Sondage : 43% des électeurs de Macron ont voté en opposition à Le Pen

D’après l’étude réalisée par Ipsos/Sopra Steria pour France Télévisions, Radio France LCP/Public Sénat, RFI-France 24, Le Point et Le Monde pour comprendre le vote des Français, le choix d’Emmanuel Macron serait principalement un vote contre Marine Le Pen et la forte abstention serait, elle, plutôt motivée par le rejet des candidats, qu’il s’agisse de leur programme ou de leur personnalité.

Par Alice Bardo
3mn

D’après l’étude réalisée par Ipsos/Sopra Steria pour France Télévisions, Radio France LCP/Public Sénat, RFI-France 24, Le Point et Le Monde pour comprendre le vote des Français, le choix d’Emmanuel Macron serait principalement un vote contre Marine Le Pen et la forte abstention serait, elle, plutôt motivée par le rejet des candidats, qu’il s’agisse de leur programme ou de leur personnalité.

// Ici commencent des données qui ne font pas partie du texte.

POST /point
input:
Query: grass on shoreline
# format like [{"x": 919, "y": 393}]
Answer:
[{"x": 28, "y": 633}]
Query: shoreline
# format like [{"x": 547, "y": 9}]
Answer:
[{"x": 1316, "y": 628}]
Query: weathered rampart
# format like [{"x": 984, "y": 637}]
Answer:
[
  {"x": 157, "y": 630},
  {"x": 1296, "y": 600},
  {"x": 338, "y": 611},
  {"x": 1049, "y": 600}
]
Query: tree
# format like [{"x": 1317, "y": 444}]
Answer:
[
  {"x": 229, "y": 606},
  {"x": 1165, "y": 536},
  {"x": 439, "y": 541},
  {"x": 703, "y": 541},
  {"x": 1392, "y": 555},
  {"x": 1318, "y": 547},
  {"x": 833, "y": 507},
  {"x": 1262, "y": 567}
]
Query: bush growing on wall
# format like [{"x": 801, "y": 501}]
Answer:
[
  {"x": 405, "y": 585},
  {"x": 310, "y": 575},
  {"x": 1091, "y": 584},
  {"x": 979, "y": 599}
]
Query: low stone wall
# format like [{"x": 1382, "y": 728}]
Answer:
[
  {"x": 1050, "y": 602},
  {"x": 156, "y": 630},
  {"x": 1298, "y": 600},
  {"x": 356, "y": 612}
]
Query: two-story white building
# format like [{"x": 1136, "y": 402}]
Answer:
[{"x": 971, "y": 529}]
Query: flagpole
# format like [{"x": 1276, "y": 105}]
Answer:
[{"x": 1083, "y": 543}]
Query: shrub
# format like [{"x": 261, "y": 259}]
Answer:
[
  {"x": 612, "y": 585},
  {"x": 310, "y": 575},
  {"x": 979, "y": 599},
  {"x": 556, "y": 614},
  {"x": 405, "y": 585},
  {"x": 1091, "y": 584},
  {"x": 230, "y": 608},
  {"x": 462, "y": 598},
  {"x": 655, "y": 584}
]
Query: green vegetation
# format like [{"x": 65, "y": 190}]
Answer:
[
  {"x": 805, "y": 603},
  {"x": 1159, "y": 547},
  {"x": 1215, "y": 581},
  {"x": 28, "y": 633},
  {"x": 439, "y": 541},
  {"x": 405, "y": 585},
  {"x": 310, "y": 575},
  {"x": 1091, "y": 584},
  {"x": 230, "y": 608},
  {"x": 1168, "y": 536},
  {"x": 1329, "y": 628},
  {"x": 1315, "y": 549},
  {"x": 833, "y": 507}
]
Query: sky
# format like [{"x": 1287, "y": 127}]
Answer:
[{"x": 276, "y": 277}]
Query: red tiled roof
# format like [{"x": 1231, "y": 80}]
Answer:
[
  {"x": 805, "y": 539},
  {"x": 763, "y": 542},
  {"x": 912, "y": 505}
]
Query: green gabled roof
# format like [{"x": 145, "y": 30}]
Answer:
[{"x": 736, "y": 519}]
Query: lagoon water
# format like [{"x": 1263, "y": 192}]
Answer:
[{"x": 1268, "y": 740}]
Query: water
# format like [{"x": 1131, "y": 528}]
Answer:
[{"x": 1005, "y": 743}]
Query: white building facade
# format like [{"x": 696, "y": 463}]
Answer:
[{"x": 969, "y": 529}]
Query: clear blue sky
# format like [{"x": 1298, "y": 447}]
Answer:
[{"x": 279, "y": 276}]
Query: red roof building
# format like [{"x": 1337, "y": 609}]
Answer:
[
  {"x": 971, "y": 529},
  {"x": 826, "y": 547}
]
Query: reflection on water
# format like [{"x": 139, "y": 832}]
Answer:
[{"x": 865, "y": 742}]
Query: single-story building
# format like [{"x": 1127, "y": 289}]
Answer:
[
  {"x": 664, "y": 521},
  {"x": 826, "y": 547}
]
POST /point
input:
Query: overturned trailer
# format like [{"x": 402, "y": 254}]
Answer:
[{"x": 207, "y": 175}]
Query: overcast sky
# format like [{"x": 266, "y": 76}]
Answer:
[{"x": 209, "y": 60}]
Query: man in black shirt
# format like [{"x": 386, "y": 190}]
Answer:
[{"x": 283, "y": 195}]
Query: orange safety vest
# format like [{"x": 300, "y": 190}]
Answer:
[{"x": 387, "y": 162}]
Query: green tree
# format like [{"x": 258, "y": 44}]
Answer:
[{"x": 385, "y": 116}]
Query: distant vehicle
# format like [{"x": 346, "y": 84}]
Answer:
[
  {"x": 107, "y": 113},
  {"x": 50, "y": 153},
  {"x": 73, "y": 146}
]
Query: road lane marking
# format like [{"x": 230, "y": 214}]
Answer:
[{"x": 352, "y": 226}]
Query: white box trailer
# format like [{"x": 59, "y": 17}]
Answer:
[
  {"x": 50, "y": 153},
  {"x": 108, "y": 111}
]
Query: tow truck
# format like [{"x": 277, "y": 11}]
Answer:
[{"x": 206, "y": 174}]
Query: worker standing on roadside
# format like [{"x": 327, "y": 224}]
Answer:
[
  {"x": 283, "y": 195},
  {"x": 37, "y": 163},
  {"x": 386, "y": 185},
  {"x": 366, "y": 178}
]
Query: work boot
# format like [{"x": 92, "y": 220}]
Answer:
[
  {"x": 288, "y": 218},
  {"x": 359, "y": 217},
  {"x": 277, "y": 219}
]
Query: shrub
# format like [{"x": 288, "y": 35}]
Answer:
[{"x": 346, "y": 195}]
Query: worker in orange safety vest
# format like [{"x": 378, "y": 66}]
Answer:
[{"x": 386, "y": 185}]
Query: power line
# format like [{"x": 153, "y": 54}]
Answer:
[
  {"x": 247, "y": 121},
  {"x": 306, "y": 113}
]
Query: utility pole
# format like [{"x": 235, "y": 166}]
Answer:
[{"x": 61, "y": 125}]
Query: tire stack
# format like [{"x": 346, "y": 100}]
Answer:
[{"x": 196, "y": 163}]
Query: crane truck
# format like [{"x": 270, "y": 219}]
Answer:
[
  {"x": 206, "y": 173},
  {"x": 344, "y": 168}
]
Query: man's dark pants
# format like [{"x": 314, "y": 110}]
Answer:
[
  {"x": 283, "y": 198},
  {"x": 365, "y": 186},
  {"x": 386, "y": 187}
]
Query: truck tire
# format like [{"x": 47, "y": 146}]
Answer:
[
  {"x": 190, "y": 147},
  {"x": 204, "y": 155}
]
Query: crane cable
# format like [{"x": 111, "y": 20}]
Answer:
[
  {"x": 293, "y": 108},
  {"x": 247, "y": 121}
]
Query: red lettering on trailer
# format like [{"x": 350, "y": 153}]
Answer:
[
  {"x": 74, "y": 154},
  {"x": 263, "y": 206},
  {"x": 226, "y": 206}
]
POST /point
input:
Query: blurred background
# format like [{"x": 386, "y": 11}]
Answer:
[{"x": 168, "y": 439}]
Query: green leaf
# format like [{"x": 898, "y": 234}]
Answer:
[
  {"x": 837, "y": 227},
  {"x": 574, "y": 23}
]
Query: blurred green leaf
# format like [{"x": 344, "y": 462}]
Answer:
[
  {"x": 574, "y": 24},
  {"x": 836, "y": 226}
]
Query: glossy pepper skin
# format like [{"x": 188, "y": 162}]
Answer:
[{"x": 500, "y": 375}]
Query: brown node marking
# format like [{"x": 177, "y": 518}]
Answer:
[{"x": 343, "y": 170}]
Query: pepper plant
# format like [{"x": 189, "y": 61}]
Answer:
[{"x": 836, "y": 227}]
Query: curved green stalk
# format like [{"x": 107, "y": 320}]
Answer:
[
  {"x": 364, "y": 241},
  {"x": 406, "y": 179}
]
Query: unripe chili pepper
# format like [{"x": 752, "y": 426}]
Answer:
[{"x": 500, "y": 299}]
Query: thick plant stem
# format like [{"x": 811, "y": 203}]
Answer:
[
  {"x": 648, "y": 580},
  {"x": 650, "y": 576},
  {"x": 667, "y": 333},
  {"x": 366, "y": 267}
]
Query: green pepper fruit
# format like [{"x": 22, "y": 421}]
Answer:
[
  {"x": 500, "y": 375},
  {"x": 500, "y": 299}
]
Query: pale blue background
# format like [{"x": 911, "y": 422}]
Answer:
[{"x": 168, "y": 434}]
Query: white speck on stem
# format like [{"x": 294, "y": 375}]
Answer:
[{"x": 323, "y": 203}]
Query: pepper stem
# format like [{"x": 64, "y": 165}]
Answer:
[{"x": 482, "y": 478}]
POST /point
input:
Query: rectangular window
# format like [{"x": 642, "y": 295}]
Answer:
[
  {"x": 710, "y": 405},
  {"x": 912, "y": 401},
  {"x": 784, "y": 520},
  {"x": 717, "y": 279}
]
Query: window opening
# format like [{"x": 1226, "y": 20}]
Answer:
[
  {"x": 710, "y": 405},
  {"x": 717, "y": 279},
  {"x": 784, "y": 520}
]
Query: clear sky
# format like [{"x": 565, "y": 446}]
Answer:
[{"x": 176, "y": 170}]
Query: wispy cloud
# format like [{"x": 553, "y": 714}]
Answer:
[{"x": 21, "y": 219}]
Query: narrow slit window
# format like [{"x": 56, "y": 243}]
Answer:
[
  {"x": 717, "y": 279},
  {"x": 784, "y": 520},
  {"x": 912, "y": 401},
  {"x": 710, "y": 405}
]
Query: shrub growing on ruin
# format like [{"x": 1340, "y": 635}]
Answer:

43% des Français interrogés par Ipsos/Sopra Steria pour France Télévisions, Radio France LCP/Public Sénat, RFI-France 24, Le Point et Le Monde ont confié vouloir voter pour Emmanuel Macron afin de faire barrage à Marine Le Pen.  La grande majorité des électeurs du leader d’En Marche (84%) ont confié ne pas être convaincus par son programme, et encore moins par sa personnalité, qui a motivé le vote de seulement 8% d’entre eux.  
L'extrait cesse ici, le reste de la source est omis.